If you are looking for mercadolivre-reviews-spider you've just found your team — Let’s Chat. 👆👆
This project extracts structured customer review data from Mercadolivre product listings, transforming unstructured feedback into clean, analyzable datasets. It solves the challenge of manually collecting and normalizing large volumes of product reviews. It is built for e-commerce analysts, marketers, data teams, and researchers.
- Collects full review details including ratings, text, dates, and images
- Handles multiple product URLs in a single run
- Produces consistent, analytics-ready structured output
- Designed for large-scale review analysis and reporting
| Feature | Description |
|---|---|
| Comprehensive Review Extraction | Captures ratings, titles, bodies, dates, images, and source URLs per review. |
| Scalable Crawling | Processes multiple product pages efficiently with parallel execution. |
| Structured Output | Outputs clean, normalized JSON ready for storage or analytics pipelines. |
| Proxy Support | Supports configurable proxy usage to improve access reliability. |
| Error Recovery | Retries failed requests and logs issues for stable long-running jobs. |
| Custom Inputs | Allows precise targeting through user-defined product URLs. |
| Field Name | Field Description |
|---|---|
| Review_Id | Unique identifier assigned to each customer review. |
| Product_Id | Identifier of the product associated with the review. |
| Rating | Numerical rating given by the customer. |
| Title | Short headline of the review. |
| Body | Full review text written by the customer. |
| Date | Date when the review was published. |
| Full_Review | Combined title and body text for convenience. |
| Image_URLs | List of image URLs attached to the review. |
| URL | Source URL where the review was collected. |
| Crawled_Date | Timestamp indicating when the data was extracted. |
[
{
"Review_Id": "1830050664",
"Product_Id": "MLM2031633061",
"Rating": 5,
"Title": "excelente",
"Body": "Esta robusta y tiene buenas funciones junto con la app, la recomiendo...",
"Date": "03-02-2025",
"Full_Review": "excelente: Esta robusta y tiene buenas funciones junto con la app...",
"Image_URLs": [
"https://http2.mlstatic.com/D_NQ_NP_982383-MLA82227086969_022025-F.jpg",
"https://http2.mlstatic.com/D_NQ_NP_786388-MLA81946094768_022025-F.jpg"
],
"URL": "https://articulo.mercadolibre.com.mx/noindex/catalog/reviews/MLM2031633061",
"Crawled_Date": "11-18-2025"
}
]
Mercadolivre Reviews Spider/
├── src/
│ ├── main.py
│ ├── crawler/
│ │ ├── reviews_collector.py
│ │ └── pagination_handler.py
│ ├── parsers/
│ │ ├── review_parser.py
│ │ └── text_cleaner.py
│ ├── utils/
│ │ ├── request_manager.py
│ │ └── logger.py
│ └── config/
│ └── settings.example.json
├── data/
│ ├── sample_input.json
│ └── sample_output.json
├── requirements.txt
└── README.md
- E-commerce analysts use it to analyze Mercadolivre reviews, so they can identify product strengths and weaknesses.

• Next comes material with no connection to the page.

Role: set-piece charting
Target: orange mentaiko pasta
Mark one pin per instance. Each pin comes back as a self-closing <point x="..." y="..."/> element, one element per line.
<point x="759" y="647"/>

- Marketing teams use it to monitor customer sentiment, so they can optimize messaging and positioning.
- Competitive researchers use it to compare similar products, so they can benchmark performance.
- Content teams use it to aggregate real user feedback, so they can create authentic review-based content.

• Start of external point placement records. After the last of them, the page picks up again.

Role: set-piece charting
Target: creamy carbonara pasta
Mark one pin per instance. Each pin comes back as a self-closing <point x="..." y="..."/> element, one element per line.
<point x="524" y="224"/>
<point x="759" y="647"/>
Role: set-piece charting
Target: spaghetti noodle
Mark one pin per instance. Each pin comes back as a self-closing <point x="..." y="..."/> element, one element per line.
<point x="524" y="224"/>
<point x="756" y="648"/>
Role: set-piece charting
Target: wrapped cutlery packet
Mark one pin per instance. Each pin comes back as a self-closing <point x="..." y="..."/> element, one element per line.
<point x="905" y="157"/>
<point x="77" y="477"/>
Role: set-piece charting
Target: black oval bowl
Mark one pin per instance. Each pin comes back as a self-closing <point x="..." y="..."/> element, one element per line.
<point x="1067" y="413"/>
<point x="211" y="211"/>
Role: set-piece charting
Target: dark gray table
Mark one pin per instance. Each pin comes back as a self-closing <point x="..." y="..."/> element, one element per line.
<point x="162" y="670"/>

- Academic researchers use it to study consumer behavior trends, so they can support data-driven publications.
Can I scrape reviews from multiple products at once? Yes, the tool supports multiple product URLs in a single run, allowing batch collection at scale.
Does it include review images and ratings? Yes, ratings, text content, and all available image URLs are extracted per review.

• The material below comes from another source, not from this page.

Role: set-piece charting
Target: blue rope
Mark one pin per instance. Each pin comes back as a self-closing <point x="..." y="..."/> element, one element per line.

Is the output easy to integrate with analytics tools? The output is structured JSON, making it straightforward to load into databases, dashboards, or BI tools.
How does it handle failed requests? Built-in retry logic and logging help maintain stability and data completeness during long runs.
Primary Metric: Processes hundreds of reviews per minute depending on page size and network conditions.
Reliability Metric: Maintains a high successful extraction rate with automatic retries for transient failures.
Efficiency Metric: Optimized request handling minimizes redundant loads and reduces execution time.
Quality Metric: Delivers high data completeness with consistent field coverage across reviews.